This fall, every undergraduate student at MIT will be given $100 in bitcoin, thanks to two MIT students who have raised half a million dollars for The Bitcoin Project.
Jeremy Rubin, a sophomore studying electrical engineering and computer science at MIT, and Dan Elitzer, founder and President of the MIT Bitcoin Club and a first-year in the MBA program at MIT Sloan, have initiated an ambitious project aimed at creating an ecosystem for digital currencies at MIT.
“Giving students access to cryptocurrencies is analogous to providing them with internet access at the dawn of the internet era,” said Rubin. When the distribution happens this fall, it will make the MIT campus the first place in the world where it will be possible to assume widespread access to Bitcoin.
Plans for the MIT Bitcoin Project involve a range of activities, according to a press release on the MIT website, including working with professors and researchers across the Institute to study how students use the bitcoin they receive, as well as spurring academic and entrepreneurial activity within the university in this burgeoning field.

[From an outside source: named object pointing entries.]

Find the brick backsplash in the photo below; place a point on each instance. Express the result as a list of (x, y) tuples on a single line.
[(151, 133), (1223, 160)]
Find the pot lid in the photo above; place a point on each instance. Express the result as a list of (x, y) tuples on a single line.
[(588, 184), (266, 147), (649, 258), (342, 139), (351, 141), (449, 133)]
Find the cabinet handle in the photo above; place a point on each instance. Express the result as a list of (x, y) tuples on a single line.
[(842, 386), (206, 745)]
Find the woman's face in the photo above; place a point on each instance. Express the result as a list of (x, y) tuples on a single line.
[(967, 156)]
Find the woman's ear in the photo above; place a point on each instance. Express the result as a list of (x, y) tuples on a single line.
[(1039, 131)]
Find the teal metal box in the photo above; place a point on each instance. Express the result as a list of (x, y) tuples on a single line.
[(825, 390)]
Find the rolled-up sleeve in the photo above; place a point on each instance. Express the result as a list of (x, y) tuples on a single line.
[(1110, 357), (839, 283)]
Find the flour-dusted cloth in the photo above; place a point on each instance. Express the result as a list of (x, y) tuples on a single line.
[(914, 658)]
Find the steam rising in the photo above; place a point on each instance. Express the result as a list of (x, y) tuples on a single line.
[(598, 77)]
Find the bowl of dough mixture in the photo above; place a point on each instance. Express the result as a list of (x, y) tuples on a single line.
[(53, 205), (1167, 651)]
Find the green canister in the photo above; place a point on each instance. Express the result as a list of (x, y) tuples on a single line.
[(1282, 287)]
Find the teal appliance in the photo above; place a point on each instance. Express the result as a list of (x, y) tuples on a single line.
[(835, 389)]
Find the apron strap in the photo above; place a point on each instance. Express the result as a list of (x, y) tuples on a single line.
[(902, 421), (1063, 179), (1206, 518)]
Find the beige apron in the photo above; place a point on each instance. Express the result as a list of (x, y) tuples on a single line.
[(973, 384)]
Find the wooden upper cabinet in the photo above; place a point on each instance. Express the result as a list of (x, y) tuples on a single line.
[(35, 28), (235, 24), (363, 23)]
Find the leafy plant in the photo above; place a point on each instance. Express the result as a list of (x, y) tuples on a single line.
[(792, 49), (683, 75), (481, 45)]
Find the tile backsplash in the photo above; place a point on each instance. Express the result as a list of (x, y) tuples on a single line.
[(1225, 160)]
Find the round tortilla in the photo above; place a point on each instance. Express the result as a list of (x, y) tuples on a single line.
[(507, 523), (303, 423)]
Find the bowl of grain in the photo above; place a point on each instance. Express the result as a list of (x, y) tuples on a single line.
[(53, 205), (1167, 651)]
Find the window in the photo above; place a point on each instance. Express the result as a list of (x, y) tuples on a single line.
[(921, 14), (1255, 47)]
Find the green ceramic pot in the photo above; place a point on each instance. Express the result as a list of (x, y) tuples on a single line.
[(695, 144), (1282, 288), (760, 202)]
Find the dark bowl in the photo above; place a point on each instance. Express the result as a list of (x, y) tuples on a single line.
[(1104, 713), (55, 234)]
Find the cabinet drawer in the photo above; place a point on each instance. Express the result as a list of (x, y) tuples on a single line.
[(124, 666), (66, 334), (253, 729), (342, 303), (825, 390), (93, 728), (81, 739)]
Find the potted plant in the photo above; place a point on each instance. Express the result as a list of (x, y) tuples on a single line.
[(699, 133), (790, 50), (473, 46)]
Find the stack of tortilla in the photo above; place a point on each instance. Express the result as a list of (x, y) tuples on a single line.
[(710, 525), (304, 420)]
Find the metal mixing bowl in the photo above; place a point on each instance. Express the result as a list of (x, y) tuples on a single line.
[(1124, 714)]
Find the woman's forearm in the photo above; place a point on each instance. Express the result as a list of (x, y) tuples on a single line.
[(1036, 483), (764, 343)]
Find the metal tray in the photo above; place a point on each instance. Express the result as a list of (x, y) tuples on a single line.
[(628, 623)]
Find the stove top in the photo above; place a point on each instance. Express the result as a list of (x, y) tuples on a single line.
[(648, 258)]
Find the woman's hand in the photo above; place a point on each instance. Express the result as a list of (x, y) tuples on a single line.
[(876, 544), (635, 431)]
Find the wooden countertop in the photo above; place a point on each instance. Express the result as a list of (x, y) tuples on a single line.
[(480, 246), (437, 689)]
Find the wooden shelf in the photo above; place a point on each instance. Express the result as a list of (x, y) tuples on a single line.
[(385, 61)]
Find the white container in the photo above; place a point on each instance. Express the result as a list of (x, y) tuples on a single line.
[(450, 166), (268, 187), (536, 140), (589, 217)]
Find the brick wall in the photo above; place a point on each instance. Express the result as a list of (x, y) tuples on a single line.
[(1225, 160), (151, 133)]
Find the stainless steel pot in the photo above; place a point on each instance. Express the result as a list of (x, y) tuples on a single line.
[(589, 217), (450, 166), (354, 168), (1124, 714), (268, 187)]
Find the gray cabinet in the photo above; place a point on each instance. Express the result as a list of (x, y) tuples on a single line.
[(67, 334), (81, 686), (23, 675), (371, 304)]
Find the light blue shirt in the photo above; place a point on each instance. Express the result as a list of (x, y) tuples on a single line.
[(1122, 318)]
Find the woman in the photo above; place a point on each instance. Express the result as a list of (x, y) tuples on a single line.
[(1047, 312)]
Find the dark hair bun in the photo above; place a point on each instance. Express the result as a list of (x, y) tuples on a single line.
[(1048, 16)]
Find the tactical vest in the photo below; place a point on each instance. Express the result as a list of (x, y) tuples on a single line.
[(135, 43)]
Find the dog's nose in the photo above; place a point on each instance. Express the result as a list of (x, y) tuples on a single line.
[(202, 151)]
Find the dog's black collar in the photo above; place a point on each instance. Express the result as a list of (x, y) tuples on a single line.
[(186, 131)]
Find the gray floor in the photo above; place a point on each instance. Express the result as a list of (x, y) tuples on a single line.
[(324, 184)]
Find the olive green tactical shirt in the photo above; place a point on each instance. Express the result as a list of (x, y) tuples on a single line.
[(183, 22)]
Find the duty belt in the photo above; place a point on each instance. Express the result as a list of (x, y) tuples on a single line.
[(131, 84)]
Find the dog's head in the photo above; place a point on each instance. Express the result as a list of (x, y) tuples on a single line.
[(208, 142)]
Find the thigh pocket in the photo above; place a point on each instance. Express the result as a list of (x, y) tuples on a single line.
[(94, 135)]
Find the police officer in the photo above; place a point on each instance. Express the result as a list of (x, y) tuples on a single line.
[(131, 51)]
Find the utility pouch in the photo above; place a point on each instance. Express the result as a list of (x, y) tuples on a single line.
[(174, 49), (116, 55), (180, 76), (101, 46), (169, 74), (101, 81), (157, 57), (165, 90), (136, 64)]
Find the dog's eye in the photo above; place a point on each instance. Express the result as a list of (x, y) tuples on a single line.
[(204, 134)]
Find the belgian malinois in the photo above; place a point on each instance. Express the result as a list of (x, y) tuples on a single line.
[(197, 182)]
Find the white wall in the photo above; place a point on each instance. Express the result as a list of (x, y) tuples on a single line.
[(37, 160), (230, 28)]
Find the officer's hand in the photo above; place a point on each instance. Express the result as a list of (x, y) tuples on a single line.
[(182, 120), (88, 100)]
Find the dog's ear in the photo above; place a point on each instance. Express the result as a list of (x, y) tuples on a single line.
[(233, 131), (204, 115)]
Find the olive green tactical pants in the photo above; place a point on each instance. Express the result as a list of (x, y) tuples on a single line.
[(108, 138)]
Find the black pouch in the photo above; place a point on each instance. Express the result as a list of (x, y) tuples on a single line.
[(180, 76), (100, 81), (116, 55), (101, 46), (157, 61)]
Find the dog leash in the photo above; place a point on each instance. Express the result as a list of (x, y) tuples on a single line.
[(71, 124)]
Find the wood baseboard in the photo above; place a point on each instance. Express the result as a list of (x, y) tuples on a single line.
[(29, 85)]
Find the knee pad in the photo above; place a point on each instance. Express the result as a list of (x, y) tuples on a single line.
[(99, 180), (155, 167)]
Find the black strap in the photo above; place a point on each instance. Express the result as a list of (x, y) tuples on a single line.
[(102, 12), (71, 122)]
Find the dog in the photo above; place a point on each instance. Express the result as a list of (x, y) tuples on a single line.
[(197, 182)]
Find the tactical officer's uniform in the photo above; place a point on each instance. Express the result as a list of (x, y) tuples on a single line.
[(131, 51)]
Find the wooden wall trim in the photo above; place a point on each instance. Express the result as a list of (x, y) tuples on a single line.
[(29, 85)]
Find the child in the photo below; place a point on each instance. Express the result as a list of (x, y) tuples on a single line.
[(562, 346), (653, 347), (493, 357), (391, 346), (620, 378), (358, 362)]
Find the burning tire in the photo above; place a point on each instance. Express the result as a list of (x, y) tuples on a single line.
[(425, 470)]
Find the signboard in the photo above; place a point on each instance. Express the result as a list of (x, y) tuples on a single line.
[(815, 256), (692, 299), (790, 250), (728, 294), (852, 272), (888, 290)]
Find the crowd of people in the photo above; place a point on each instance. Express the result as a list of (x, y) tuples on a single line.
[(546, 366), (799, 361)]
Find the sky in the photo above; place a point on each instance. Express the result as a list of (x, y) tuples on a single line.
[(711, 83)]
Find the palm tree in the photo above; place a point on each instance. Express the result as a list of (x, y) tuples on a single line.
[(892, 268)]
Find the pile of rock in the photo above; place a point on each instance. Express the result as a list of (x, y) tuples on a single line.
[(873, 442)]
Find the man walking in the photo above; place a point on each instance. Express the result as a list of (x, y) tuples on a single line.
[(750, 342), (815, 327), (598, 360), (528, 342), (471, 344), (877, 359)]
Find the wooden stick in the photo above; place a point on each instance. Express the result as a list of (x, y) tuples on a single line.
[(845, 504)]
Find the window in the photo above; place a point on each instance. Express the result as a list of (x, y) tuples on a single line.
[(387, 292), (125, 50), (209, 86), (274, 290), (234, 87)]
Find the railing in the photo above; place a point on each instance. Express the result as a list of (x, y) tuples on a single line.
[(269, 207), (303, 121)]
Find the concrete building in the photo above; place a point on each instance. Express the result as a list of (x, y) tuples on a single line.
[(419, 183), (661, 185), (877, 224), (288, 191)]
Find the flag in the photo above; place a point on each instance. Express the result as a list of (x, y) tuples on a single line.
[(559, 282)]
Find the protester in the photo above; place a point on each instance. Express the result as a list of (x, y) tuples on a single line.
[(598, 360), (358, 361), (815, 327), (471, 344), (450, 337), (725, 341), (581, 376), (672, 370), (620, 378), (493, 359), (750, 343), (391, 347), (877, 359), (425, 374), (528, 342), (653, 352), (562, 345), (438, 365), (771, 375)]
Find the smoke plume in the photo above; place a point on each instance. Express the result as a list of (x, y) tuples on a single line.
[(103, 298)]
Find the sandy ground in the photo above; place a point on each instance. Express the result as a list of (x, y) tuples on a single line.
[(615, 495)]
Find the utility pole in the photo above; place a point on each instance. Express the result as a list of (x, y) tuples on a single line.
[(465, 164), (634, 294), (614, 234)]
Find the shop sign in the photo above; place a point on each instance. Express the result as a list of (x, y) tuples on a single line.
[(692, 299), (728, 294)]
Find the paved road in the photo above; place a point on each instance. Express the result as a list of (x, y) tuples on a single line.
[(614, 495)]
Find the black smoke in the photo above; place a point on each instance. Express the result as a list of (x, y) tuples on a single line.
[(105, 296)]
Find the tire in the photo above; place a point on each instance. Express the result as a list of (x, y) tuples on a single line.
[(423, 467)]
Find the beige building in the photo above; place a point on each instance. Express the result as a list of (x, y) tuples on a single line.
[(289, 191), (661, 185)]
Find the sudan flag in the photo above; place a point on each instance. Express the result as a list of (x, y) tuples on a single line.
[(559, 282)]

As a Forbes story noted “Some of the pioneer [Bitcoin] user stories are amazing, especially given the wild swings in value the currency has experienced. Lawyers generally aren’t quick to adapt, but some now accept Bitcoins.(Lawyer Says He’ll Accept Bitcoins From Clients To Keep Things ‘Discreet’.) If one criminal defense lawyer is doing it–hey, some accept real estate and other harder to unload assets–there will be others.”